The Company’s Internal Audit Division reports to the Board of Directors and performs full-time internal audit work. Internal Audit shall consist of qualified persons in an appropriate number as full-time internal auditors based on the Company’s scale, business conditions, management needs, and other applicable laws and regulations. The Internal Audit Division is comprised of a Chief Audit Executive and a full-time internal auditor.
The operation of internal audit shall be performed by executing annual audit plans. The annual audit plans shall be formulated based on the results of risk assessment and include audit items, times, procedures, methodology, etc. The internal auditors shall regularly or irregularly perform on-site audits, and prepare and submit audit reports with working papers and relevant materials in order to ensure the sustained operating effectiveness of the Company’s internal control systems.
The internal auditors shall faithfully disclose in audit reports any deficiencies or irregularities discovered in the internal control system, and, after presenting the reports, follow up on the matter and prepare follow-up reports on a regular basis to ensure that the relevant departments have taken appropriate corrective actions in a timely manner.
After having presented the audit and follow-up reports, the internal auditors shall submit the same for review by the supervisors by the end of the month following the completion of the audit. Any material violation or likelihood of material damage to the company shall be promptly reported to the supervisors.

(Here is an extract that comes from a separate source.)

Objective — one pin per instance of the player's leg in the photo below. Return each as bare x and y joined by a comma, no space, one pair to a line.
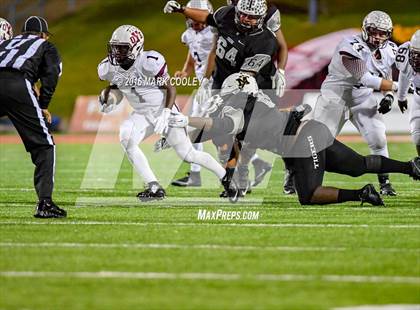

Annual self-assessment of the Company’s internal control system shall first be conducted periodically by all internal departments and subsidiaries themselves and reports shall be reviewed by internal auditors. These reports, combined with the corrections of any deficiencies or irregularities of the internal control system discovered by the internal auditors, will be the main references for the Board of Directors and the CEO in evaluating the overall effectiveness of the internal control system and issuing the Internal Control System Statement. The Internal Control System Statement shall be publicly announced and reported on the websites designated by the FSC within three months from the end of each fiscal year in the prescribed format, and published in the Annual Report.